The Empire Building was home to commercial, retail arcade with offices and showrooms over, in the city of Melbourne, Australia. It stands beside the Mutual Store building on the corner of Flinders Street and Degraves Street, opposite Flinders Street Station. The Empire Building and Mutual Store were redeveloped into a residential complex, completed in 2006.

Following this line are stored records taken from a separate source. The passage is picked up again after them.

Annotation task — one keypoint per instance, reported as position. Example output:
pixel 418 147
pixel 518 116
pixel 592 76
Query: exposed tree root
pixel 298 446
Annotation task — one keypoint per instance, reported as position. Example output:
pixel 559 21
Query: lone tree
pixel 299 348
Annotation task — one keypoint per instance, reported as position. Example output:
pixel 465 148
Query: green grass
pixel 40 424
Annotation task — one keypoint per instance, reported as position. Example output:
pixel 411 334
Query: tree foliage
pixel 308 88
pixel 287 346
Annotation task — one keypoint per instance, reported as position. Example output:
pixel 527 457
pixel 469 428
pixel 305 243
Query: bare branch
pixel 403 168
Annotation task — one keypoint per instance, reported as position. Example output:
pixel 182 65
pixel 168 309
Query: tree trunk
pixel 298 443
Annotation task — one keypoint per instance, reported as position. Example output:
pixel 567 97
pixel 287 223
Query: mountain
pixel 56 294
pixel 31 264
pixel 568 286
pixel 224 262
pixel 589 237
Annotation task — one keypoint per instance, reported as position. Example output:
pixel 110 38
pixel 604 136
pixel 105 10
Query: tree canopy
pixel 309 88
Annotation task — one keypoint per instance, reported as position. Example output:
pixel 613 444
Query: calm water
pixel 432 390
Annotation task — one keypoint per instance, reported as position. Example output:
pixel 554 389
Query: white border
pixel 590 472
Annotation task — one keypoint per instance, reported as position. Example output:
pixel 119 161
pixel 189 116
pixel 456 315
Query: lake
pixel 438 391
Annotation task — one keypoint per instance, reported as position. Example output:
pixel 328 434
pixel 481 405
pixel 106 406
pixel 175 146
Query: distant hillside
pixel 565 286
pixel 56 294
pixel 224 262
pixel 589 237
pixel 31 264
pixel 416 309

Originally known as the Empire Arcade, the building was designed by Nahum Barnet and constructed in 1906. It housed a variety of different uses, with a dead-end retail arcade at ground level and 'rooms' above, accommodating over the years the usual array of specialist uses found in city buildings such as a cafe on the first floor, a ladies training college, a dressmaker, a tailor, a poultry specialist, and a meeting room for hire. The Empire Arcade was nearly gutted by a spectacular fire in 1923, resulting in losses exceeding at £70,000 but it was quickly rebuilt in the following years. In 1955 it was purchased by the adjacent Mutual Store, and underwent a range of modifications. These included absorbing the arcade space, creation of entries through the party wall, the reconfiguration of entries and internal circulation, and the addition of a modern canopy. In 1965, the store closed and the two buildings became the city home of the College of Advanced Education (CAE) for 40 years. The Mutual Store and the Empire Building were redeveloped by the developer Baycrown and architects ClarkeHopkinsClarke, beginning in 2001. The redevelopment was finished in 2006. Designed by ClarkeHopkinsClarke Architects, a small front section of the Empire Building was retained, and a 14 storey tower added behind. Retail spaces still take up the entirety of the ground floor, albeit no longer in an arcade format. The rest of the project is given over to small to medium-sized apartments. Because of the poor state of the building’s façade, the developer contracted a specialist firm to rebuild the mouldings, urns, and other features, and the original sandy yellow colour of the building was painted over in grey. This redevelopment required the balancing of heritage guidelines, commercial imperatives and the City of Melbourne Planning Scheme. Council required the retention of the street canopies to Flinders Street to provide continuous street shelter for pedestrians and to create an active edge to both Flinders and Degraves Street.